In her coinage, Tyldesley says, "Cleopatra had a large olfactory organ, a protruding chin, and wrinkles – non what most people would call beautiful. You could debate that she appeared on her coins like that on purpose, considering she wanted to expect stern, and non particularly feminine. But even Plutarch, who never met her either, said that her dazzler was in her vivacity and her phonation, and not in her appearance. Yet we have decided that she was beautiful and that she has to expect like Elizabeth Taylor. I remember that the thought of Cleopatra, rather than Cleopatra herself, has influenced us."

The notion of ancient Egyptians as glamorous comes largely from Cleopatra, whose wiles ensnared Caesar – Elizabeth Taylor did not discredit that idea (Credit: 20th Century Fox)

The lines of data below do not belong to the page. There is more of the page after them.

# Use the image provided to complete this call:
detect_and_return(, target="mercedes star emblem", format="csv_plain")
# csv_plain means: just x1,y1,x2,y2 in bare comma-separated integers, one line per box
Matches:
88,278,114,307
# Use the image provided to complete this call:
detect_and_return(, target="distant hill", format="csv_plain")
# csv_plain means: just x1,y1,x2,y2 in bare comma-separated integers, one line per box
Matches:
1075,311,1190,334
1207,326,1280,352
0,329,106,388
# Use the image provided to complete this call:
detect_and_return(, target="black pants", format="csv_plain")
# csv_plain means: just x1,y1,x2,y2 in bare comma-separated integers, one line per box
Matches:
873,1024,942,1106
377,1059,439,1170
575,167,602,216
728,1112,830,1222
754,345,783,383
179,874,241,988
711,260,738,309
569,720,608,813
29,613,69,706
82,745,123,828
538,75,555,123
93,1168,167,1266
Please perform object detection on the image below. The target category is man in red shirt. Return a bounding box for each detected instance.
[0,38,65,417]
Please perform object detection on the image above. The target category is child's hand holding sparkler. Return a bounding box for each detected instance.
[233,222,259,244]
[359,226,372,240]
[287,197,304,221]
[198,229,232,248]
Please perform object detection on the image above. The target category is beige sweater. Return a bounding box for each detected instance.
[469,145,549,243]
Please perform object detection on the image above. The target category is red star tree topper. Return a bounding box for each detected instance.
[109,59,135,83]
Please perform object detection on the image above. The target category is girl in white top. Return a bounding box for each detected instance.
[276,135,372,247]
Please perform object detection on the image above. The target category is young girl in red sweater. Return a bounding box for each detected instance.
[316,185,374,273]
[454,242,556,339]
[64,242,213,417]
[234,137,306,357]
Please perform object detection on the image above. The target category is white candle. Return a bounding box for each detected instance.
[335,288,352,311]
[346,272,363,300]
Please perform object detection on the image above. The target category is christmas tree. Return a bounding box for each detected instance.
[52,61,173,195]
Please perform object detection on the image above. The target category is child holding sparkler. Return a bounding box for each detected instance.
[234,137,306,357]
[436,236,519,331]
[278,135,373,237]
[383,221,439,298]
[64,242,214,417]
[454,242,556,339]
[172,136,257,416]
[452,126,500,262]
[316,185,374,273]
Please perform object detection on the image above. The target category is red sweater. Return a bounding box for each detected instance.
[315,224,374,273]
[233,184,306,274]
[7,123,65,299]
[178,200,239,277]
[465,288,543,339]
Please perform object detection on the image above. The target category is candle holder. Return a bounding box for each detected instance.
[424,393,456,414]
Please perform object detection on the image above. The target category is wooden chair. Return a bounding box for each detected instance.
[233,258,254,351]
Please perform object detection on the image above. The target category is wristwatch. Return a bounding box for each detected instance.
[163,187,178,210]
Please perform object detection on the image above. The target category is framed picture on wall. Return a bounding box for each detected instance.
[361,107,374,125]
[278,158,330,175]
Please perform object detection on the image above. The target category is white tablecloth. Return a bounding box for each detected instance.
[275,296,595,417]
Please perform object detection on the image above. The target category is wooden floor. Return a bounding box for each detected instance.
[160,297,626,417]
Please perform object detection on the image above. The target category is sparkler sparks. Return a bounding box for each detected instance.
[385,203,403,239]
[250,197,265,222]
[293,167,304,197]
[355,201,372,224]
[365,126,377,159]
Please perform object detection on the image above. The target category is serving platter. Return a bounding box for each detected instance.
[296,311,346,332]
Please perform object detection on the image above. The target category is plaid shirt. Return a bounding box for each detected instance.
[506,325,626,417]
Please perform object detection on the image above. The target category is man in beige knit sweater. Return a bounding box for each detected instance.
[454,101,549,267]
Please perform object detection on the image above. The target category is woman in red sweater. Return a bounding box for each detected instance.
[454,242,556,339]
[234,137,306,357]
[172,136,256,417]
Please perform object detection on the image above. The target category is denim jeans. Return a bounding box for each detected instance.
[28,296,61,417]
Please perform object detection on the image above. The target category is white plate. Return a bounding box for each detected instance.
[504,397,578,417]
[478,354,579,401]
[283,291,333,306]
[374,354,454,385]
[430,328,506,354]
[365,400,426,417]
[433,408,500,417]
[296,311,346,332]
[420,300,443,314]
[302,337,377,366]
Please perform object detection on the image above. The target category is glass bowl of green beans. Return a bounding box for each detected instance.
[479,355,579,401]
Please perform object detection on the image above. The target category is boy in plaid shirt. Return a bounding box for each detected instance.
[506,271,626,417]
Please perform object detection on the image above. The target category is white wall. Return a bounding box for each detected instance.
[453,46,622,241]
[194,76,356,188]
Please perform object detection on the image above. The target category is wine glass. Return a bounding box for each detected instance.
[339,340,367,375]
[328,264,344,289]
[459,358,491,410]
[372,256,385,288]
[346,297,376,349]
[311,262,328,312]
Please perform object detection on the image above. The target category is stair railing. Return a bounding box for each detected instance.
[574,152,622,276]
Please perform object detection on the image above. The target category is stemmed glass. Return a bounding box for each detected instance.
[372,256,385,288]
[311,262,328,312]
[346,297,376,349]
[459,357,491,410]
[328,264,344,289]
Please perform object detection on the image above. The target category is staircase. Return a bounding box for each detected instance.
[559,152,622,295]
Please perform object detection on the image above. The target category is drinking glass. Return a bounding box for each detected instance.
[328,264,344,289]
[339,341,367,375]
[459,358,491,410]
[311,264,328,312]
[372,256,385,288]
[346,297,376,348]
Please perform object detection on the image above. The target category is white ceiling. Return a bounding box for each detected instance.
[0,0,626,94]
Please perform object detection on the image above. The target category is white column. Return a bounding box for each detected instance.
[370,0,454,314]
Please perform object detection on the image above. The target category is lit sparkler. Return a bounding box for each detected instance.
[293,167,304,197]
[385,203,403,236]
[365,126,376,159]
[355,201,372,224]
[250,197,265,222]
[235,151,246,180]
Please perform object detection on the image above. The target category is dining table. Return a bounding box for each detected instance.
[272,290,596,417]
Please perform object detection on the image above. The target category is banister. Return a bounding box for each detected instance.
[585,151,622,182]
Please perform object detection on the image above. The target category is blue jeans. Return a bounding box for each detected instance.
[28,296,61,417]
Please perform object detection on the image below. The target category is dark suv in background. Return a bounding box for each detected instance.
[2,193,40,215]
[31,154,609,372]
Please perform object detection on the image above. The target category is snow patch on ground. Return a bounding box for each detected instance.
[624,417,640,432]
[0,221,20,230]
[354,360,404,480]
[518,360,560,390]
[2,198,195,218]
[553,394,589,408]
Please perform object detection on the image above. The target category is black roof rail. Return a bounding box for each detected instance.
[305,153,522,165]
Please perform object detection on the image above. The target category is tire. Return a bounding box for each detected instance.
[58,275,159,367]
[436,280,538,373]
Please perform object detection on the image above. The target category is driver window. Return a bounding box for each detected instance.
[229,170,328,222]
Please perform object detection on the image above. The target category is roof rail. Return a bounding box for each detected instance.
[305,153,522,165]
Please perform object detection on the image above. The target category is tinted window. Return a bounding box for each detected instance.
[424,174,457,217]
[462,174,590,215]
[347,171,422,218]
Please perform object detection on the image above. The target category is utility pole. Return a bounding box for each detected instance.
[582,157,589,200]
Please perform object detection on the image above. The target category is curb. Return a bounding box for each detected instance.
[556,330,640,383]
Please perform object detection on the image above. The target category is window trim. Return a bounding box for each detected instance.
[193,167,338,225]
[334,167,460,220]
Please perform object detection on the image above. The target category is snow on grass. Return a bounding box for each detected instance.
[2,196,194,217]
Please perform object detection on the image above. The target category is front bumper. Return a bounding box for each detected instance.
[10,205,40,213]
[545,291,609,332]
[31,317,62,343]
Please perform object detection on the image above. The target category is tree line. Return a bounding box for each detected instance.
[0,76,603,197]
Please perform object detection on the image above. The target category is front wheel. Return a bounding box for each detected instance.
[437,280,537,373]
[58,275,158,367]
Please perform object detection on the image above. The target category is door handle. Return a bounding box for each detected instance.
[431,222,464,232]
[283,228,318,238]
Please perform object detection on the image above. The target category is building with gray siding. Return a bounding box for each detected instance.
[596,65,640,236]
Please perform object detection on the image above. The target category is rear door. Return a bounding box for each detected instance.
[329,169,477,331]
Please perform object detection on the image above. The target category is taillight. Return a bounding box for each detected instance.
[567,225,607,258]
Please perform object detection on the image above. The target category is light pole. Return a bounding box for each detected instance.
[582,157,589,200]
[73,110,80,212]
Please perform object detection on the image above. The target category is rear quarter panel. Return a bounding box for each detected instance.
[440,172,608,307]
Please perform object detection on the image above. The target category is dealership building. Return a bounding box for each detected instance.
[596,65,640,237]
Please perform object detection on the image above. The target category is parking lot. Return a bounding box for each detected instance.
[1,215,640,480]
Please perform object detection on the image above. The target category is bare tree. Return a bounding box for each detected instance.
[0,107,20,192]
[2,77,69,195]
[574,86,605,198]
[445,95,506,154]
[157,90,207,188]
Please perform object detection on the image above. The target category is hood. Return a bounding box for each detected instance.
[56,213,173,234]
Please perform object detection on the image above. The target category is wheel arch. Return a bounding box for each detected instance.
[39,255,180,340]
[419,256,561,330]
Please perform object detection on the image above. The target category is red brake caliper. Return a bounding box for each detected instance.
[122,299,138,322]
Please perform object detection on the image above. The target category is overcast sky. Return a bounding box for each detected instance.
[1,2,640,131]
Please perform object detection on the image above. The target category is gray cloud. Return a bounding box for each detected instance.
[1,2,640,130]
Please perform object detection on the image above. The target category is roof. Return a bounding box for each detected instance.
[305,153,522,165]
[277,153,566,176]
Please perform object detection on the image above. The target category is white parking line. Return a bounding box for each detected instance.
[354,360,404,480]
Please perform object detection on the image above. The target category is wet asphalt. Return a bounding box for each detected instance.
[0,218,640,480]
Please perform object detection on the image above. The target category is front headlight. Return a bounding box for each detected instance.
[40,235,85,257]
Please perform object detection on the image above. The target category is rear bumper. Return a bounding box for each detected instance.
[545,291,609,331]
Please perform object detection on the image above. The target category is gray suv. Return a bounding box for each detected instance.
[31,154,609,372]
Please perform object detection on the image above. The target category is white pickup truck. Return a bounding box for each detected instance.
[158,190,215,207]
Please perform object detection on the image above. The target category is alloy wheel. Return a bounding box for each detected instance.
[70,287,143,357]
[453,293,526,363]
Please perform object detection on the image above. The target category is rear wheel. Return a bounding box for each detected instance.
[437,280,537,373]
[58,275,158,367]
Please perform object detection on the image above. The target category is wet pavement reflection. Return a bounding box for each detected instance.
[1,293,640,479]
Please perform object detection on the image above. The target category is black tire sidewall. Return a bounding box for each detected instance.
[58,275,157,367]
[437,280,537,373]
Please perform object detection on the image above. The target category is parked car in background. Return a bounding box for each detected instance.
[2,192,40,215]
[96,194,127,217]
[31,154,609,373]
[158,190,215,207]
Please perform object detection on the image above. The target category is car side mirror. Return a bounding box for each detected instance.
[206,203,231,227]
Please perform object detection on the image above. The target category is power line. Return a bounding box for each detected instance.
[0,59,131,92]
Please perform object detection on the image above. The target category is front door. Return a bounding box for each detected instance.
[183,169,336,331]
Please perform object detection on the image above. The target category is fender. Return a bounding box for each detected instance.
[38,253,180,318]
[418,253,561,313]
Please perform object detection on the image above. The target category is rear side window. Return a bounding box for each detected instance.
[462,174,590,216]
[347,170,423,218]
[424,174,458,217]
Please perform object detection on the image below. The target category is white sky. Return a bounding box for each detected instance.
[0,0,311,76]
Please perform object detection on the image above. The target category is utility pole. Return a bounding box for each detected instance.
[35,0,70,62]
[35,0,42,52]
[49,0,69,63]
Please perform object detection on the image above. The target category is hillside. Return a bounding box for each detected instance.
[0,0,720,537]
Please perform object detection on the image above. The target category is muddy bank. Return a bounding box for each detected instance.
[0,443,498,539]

The notion of ancient Egyptians as glamorous comes largely from Cleopatra, whose wiles ensnared Caesar – Elizabeth Taylor did not discredit that idea (Credit: 20th Century Play a trick on)

As for Nefertiti, Tyldesley points out that her bosom is not typical of ancient Egyptian art: "Information technology's an unusual statue in that it's got all the plaster on and it's colourful – a lot of the artwork we have is more stereotyped and less personal-looking than that."

Moreover, the moment when the bust was unveiled in Berlin – in 1923 – was crucial to its reception. 'Egyptomania' was in the air, following the discovery of the tomb of Tutankhamun the previous twelvemonth, and Nefertiti's angular, geometric appearance chimed with fashionable sense of taste. "She's very modern-looking, very Art Deco," says Tyldesley. "So everybody seemed to like her. It'southward hard to detect anybody who didn't think that Nefertiti was beautiful."

When this bust of Nefertiti was discovered in 1912, the queen instantly became a sex symbol of the ancient world  (Credit: Philip Pikart/Wikipedia/CC BY-SA 3.0)

When this bosom of Nefertiti was discovered in 1912, the queen instantly became a sex activity symbol of the ancient world (Credit: Philip Pikart/Wikipedia/CC BY-SA 3.0)

During the '20s, the bust of Nefertiti also benefited from the power of the mass media to turn her into a star. "A hundred years before, without newspapers or the picture palace, that wouldn't have happened," says Tyldesley. "She would have gone into a museum and nobody would accept made the fuss they did."

She pauses. "I wonder whether the fact that Nefertiti was put on display in Berlin as a major observe really influenced what we saw. After all, dazzler, as we know, is in the middle of the beholder."